DUBAI, May 20 (Reuters) - Bahrain-based Islamic investment bank Gulf Finance House (GFH) has obtained approval to restructure a $110 million Islamic bond, extending repayment for six years, the company said in a statement on Sunday.
Sukukholders worth 92 percent of the issue agreed to the restructuring plan, which will push out the maturity to June 2018, the statement said.
GFH has been granted an initial two-year grace period for 2012 and 2013, meaning repayment will start in 2014, with the final instalment due in 2018.

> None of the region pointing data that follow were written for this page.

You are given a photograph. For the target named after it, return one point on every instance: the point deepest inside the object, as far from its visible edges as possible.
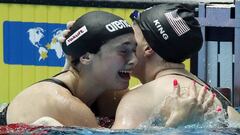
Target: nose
(133, 60)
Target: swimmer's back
(49, 99)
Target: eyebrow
(127, 43)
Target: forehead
(138, 33)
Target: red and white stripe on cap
(177, 23)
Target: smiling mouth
(125, 74)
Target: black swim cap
(171, 30)
(92, 30)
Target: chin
(122, 87)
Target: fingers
(202, 94)
(193, 91)
(176, 88)
(209, 102)
(70, 24)
(61, 39)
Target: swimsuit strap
(182, 72)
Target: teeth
(126, 71)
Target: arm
(131, 112)
(108, 102)
(175, 109)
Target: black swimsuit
(3, 113)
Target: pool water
(217, 125)
(24, 129)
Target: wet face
(115, 61)
(141, 44)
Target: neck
(80, 87)
(156, 67)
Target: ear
(86, 58)
(148, 51)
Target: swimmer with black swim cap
(101, 48)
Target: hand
(177, 109)
(46, 121)
(62, 39)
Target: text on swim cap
(76, 35)
(160, 29)
(116, 25)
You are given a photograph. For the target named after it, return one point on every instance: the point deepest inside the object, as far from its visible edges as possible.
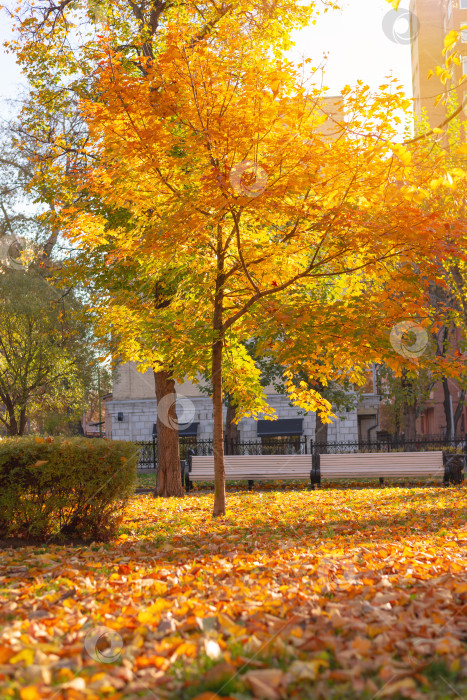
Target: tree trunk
(410, 418)
(22, 421)
(409, 407)
(169, 480)
(321, 433)
(447, 404)
(217, 398)
(231, 428)
(12, 424)
(459, 409)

“We are targeting to extend the maturities of our debt over a longer term to retain our key assets,” Hisham Alrayes, acting chief executive officer of GFH, said in the statement.
According to GFH’s first-quarter financial statements, the restructured sukuk - originally due to mature in June - would carry a minimum profit rate of 5 percent above the London Interbank Offered Rate.
No pricing terms were given in Sunday’s statement.
The sukuk was originally priced at a spread of 175 points over LIBOR.
Alrayes was appointed in April to replace Ted Pretty, who left last year after failing to return the firm to profitability.
GFH was repeatedly forced into restructuring obligations in 2010 as the firm struggled with its debt burden in the aftermath of the global financial crisis.
It approved a highly-dilutive recapitalisation plan in November 2010, which included a 75 percent capital cut to absorb accrued losses and a $500 million offering of a murabaha instrument to new investors to raise funds.